Microsoft said Monday that it had seized 42 websites from a Chinese hacker group in order to disrupt the group’s intelligence activities.
The company said in a press release that a federal court in Virginia has granted Microsoft’s motion to allow its digital crimes division to take over US-based websites run by a hacking group called Nickel or APT15. The company redirects website traffic to secure Microsoft servers to “help us protect existing and future victims while learning more about Nickel’s activities”.
Microsoft said it had tracked Nickel since 2016 and found that its “sophisticated” attacks were aimed at installing low-level malware that enabled surveillance and data theft.
In this most recent case, Nickel attacked organizations in 29 different countries and was believed to be using the information it gathered “to gather information from government agencies, think tanks, universities and human rights organizations,” said Tom Burt, Microsoft’s corporate vice president of customer safety and trust in the press release. Microsoft did not name the target organizations.
The company said it had not discovered any new vulnerabilities in Microsoft products related to the attacks.
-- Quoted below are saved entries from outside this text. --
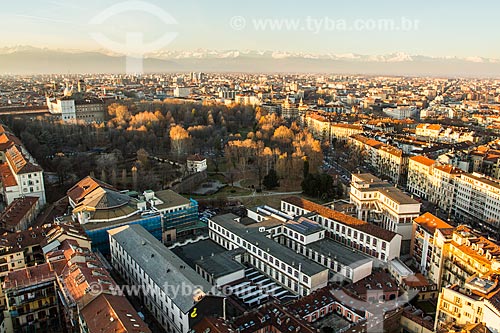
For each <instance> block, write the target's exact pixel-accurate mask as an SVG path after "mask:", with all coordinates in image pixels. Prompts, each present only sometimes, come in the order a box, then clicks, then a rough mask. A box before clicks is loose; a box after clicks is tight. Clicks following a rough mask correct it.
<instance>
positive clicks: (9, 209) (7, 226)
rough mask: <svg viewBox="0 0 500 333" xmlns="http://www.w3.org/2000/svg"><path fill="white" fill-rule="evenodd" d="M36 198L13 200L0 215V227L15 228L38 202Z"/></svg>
mask: <svg viewBox="0 0 500 333" xmlns="http://www.w3.org/2000/svg"><path fill="white" fill-rule="evenodd" d="M38 199H39V198H38V197H20V198H16V199H14V201H12V202H11V204H10V205H8V206H7V208H5V210H4V211H3V212H2V214H0V225H2V226H4V227H5V228H7V229H11V228H16V227H17V225H18V224H19V223H20V222H21V220H22V219H23V218H24V217H25V216H26V214H28V213H29V212H30V211H31V210H32V209H33V207H34V206H35V205H36V203H37V202H38Z"/></svg>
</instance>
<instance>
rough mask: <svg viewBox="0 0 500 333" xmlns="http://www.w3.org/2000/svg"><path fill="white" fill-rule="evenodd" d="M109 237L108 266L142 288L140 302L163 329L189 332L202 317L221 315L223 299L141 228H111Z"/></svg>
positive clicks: (172, 253)
mask: <svg viewBox="0 0 500 333" xmlns="http://www.w3.org/2000/svg"><path fill="white" fill-rule="evenodd" d="M109 238H110V248H111V264H112V265H113V267H114V268H115V269H116V271H117V272H118V273H119V274H120V275H121V276H122V277H123V278H124V279H125V280H126V281H127V282H128V283H129V284H130V285H136V286H141V288H142V289H141V293H140V294H141V298H142V301H143V302H144V304H145V306H146V307H147V308H148V310H149V311H150V312H151V313H152V314H153V315H154V316H155V319H156V320H157V321H158V323H160V325H161V326H162V327H163V329H165V330H167V331H169V332H179V333H188V332H190V330H191V329H192V328H193V327H194V326H195V325H196V324H197V323H198V322H199V321H200V320H201V319H202V318H203V317H205V316H215V317H223V316H224V309H223V308H224V306H223V302H224V298H223V297H221V296H217V295H215V293H214V291H215V289H213V287H212V286H211V285H210V284H209V283H208V282H207V281H205V280H204V279H203V278H202V277H201V276H200V275H198V273H196V271H195V270H194V269H192V268H191V267H189V266H188V265H187V264H186V263H185V262H184V261H182V260H181V259H180V258H179V257H177V256H176V255H175V254H174V253H173V252H172V251H170V250H169V249H167V248H166V247H165V246H164V245H163V244H162V242H160V241H159V240H157V239H156V238H155V237H153V236H152V235H151V234H150V233H149V232H148V231H147V230H146V229H144V228H143V227H142V226H140V225H137V224H132V225H125V226H121V227H118V228H115V229H112V230H110V231H109ZM179 288H182V290H179Z"/></svg>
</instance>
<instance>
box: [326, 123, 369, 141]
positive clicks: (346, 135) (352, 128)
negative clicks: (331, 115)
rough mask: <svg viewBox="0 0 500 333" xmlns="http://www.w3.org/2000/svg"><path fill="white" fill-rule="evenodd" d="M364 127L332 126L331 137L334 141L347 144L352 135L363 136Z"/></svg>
mask: <svg viewBox="0 0 500 333" xmlns="http://www.w3.org/2000/svg"><path fill="white" fill-rule="evenodd" d="M362 133H363V126H362V125H358V124H340V123H337V124H331V126H330V137H331V139H332V140H334V139H336V140H337V141H342V142H346V141H347V140H348V139H349V137H350V136H351V135H355V134H362Z"/></svg>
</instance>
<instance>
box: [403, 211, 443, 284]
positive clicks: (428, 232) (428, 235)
mask: <svg viewBox="0 0 500 333" xmlns="http://www.w3.org/2000/svg"><path fill="white" fill-rule="evenodd" d="M441 229H447V230H453V227H452V226H451V225H449V224H448V223H446V222H444V221H443V220H441V219H439V218H437V217H436V216H434V215H432V214H431V213H429V212H426V213H424V214H422V215H420V216H419V217H417V218H415V219H414V220H413V235H414V238H413V241H412V246H411V249H412V251H411V255H412V257H413V258H414V260H415V264H416V266H417V268H418V269H419V270H420V272H422V274H424V275H427V274H428V273H429V271H430V269H431V263H432V255H433V253H434V247H435V243H434V236H435V233H436V231H437V230H441Z"/></svg>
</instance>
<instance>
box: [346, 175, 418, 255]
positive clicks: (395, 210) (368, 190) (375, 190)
mask: <svg viewBox="0 0 500 333" xmlns="http://www.w3.org/2000/svg"><path fill="white" fill-rule="evenodd" d="M350 200H351V202H352V203H353V204H354V205H355V206H356V212H357V217H358V218H359V219H360V220H363V221H367V222H370V223H373V224H375V225H378V226H380V227H382V228H384V229H386V230H390V231H392V232H395V233H398V234H400V235H401V236H402V243H401V252H402V253H410V242H411V239H412V231H413V226H412V223H413V219H414V218H416V217H418V216H419V215H420V203H419V202H418V201H416V200H414V199H412V198H411V197H409V196H408V195H406V194H405V193H403V192H402V191H401V190H399V189H398V188H396V187H394V186H393V185H391V184H389V183H388V182H386V181H382V180H380V179H379V178H377V177H375V176H373V175H371V174H369V173H366V174H353V175H352V180H351V191H350Z"/></svg>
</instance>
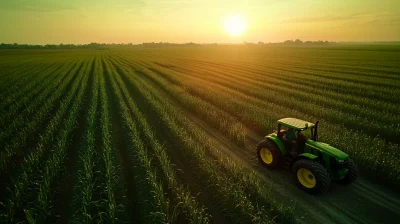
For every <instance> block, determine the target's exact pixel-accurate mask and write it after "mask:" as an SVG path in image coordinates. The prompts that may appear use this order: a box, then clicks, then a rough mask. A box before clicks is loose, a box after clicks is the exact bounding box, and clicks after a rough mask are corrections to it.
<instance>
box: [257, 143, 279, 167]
mask: <svg viewBox="0 0 400 224" xmlns="http://www.w3.org/2000/svg"><path fill="white" fill-rule="evenodd" d="M257 157H258V159H259V161H260V163H261V165H263V166H265V167H267V168H270V169H273V168H278V167H279V165H280V161H281V157H282V154H281V151H280V150H279V148H278V146H277V145H276V144H275V142H273V141H272V140H269V139H264V140H262V141H261V142H260V143H259V144H258V147H257Z"/></svg>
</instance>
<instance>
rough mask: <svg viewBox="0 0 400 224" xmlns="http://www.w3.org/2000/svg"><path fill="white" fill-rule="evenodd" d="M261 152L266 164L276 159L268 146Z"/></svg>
mask: <svg viewBox="0 0 400 224" xmlns="http://www.w3.org/2000/svg"><path fill="white" fill-rule="evenodd" d="M260 154H261V159H262V160H263V162H264V163H266V164H271V163H272V161H273V160H274V157H273V156H272V153H271V151H269V149H267V148H262V149H261V151H260Z"/></svg>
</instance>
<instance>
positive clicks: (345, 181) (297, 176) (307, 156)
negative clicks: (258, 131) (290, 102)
mask: <svg viewBox="0 0 400 224" xmlns="http://www.w3.org/2000/svg"><path fill="white" fill-rule="evenodd" d="M257 156H258V158H259V160H260V162H261V164H262V165H263V166H265V167H267V168H270V169H272V168H279V167H281V166H284V167H286V168H287V169H289V170H291V171H293V172H294V173H296V177H297V179H296V180H297V182H298V185H299V187H300V188H302V189H303V190H305V191H306V192H309V193H322V192H325V191H326V190H327V189H328V188H329V185H330V181H331V180H335V181H338V182H341V183H351V182H353V181H354V180H355V179H356V177H357V175H358V171H357V167H356V165H355V164H354V163H353V161H352V160H351V159H349V155H347V154H346V153H344V152H342V151H341V150H339V149H337V148H335V147H333V146H331V145H329V144H327V143H323V142H319V141H318V121H317V122H315V124H314V123H311V122H308V121H304V120H300V119H296V118H283V119H280V120H278V130H277V131H275V132H273V133H271V134H269V135H267V136H265V139H264V140H262V141H261V142H260V143H259V144H258V147H257Z"/></svg>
“Our interruption will not prevent Nickel from continuing other hacking activities, but we believe we have removed an important part of the infrastructure that the group relied on for this latest wave of attacks,” said Burt.
Microsoft said it found the group often targeted regions where China has a geopolitical interest. Nickel has targeted diplomatic organizations and foreign ministries in the western hemisphere, Europe and Africa, the company said.
The company said its Digital Crimes Unit had used more than 10,000 malicious websites run by cyber criminals and nearly 600 by nation-state actors in 24 legal proceedings, and blocked another 600,000 from registering.
US cybersecurity agencies have warned that Chinese hacking poses a “great threat” to the United States and its allies.
In July, the Biden administration accused the Chinese government to be responsible for it a hacking campaign Earlier this year that compromised a Microsoft email service used by some of the world’s largest corporations and governments.
Some of the European governments that condemned China at the time accused its government of allowing hackers to operate on Chinese territory, but the US and UK went a step further and said the Chinese government was directly responsible.
China’s Ministry of State Security “has fostered an ecosystem of criminal contract hackers who carry out both government-sponsored activities and cybercrime for their own financial gain,” said Foreign Minister Antony J. Blinken at the time.
Liu Pengyu, a spokesman for the Chinese embassy, said the allegation was one of many “baseless attacks”.
This is a developing story. It will be updated.